🤖 AI Summary
Existing data governance methods predominantly rely on coarse-grained sample removal, failing to eliminate intra-sample redundancy in annotations and thus limiting vision–language alignment performance. To address this, we propose DataJuicer, the first “juice-extraction” paradigm for fine-grained data governance, enabling token-level dynamic purification and alignment enhancement. Specifically, the visual branch employs ViT-based patch compression guided by saliency maps and extracts key objects; the textual branch improves semantic consistency via category-aware caption rewriting; and differentiable token importance modeling coupled with cross-modal alignment optimization is introduced.
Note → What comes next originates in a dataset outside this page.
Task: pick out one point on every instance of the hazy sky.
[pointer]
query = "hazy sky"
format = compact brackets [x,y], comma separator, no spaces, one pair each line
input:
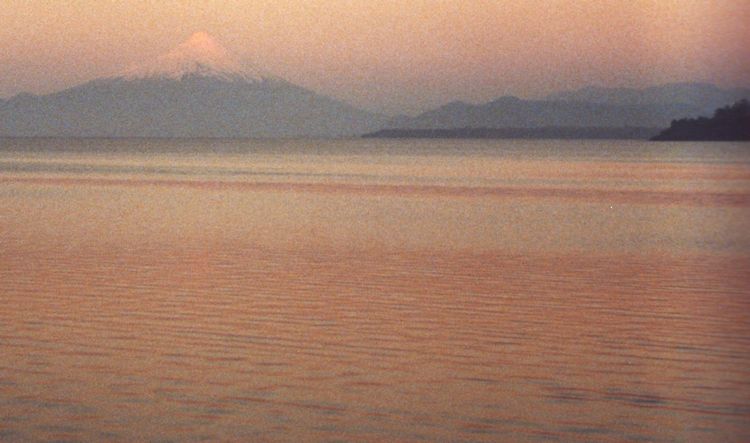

Compared to DataSieve, DataJuicer achieves an average 4.2% improvement across image–text retrieval, classification, and dense visual reasoning tasks, while attaining a 37% equivalent data compression rate without performance degradation—overcoming the limitations of conventional scalar-score-driven, static filtering approaches.
📝 Abstract
Widely observed data scaling laws, in which error falls off as a power of the training size, demonstrate the diminishing returns of unselective data expansion. Hence, data governance is proposed to downsize datasets through pruning non-informative samples. Yet, isolating the impact of a specific sample on overall model performance is challenging, due to the vast computation required for tryout all sample combinations. Current data governors circumvent this complexity by estimating sample contributions through heuristic-derived scalar scores, thereby discarding low-value ones. Despite thorough sample sieving, retained samples contain substantial undesired tokens intrinsically, underscoring the potential for further compression and purification. In this work, we upgrade data governance from a 'sieving' approach to a 'juicing' one. Instead of scanning for least-flawed samples, our dual-branch DataJuicer applies finer-grained intra-sample governance. It squeezes out informative tokens and boosts image-text alignments. Specifically, the vision branch retains salient image patches and extracts relevant object classes, while the text branch incorporates these classes to enhance captions. Consequently, DataJuicer yields more refined datasets through finer-grained governance. Extensive experiments across datasets demonstrate that DataJuicer significantly outperforms existing DataSieve in image-text retrieval, classification, and dense visual reasoning.